For Howard, who recently signed to play at the University of Arkansas, the first score was an offensive highlight in and otherwise quiet game.

Howard went 1-for-5, popping up to right and grounding out before he singled to center in the top of the sixth. Preston Tarkington hit a two-run home run for Searcy in the inning.

“He’s been a little slow offensively this year,” McCammon said of Howard.

“In the summer, he basically just pitches and doesn’t get a lot of swings. He did the same thing last year; he starts slow at the plate and finishes strong.

“He hit .454 last year, so we’re not too concerned about him right now.”

Howard was one of Searcy’s pitching leaders last year but missed the state championship loss to Lake Hamilton with a sore shoulder.

He had drawn the interest of several major league clubs and was well-scouted before opting to sign with the Razorbacks, who already boast former Cabot slugger Sam Bates and former Sylvan Hills pitching standout D.J. Baxendale.

Sophomore southpaw Jimmy Sandefur gave the Bears a brief bolt of energy in the top of the fifth when he relieved Rasden. Sandefur battled Howard, the first hitter he faced, and got him to ground back to the mound.

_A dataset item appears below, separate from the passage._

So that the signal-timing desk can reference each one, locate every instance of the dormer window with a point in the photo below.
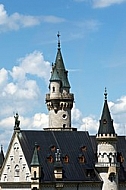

Sandefur then got Hayden Mercer to fly out to third while Brown fouled out behind the plate.

It was the only 1-2-3 inning for the Bears defense, and Searcy retaliated the following inning with four unearned runs.

“Everybody’s frustrated, so they’re letting their defense affect their hitting and their hitting affect their defense,” Tipton said. “That’s just what we’re dealing with right now.”

Tipton vented his frustration late when he argued a few calls with the umpires.

He briefly appeared to win one battle in the seventh when Howard was sent back to the plate after drawing an apparent walk on a 3-1 count.

The umpires conferred and ruled Howard had checked his swing on the pitch from Bears senior reliever Greg Atchinson, but on 3-2, Howard walked anyway.

Tipton was frank regarding his team’s early-season progress.

“Right now, we’re playing bad defense,” Tipton said. “Right now, we could play a whole lot better than what we’re playing.”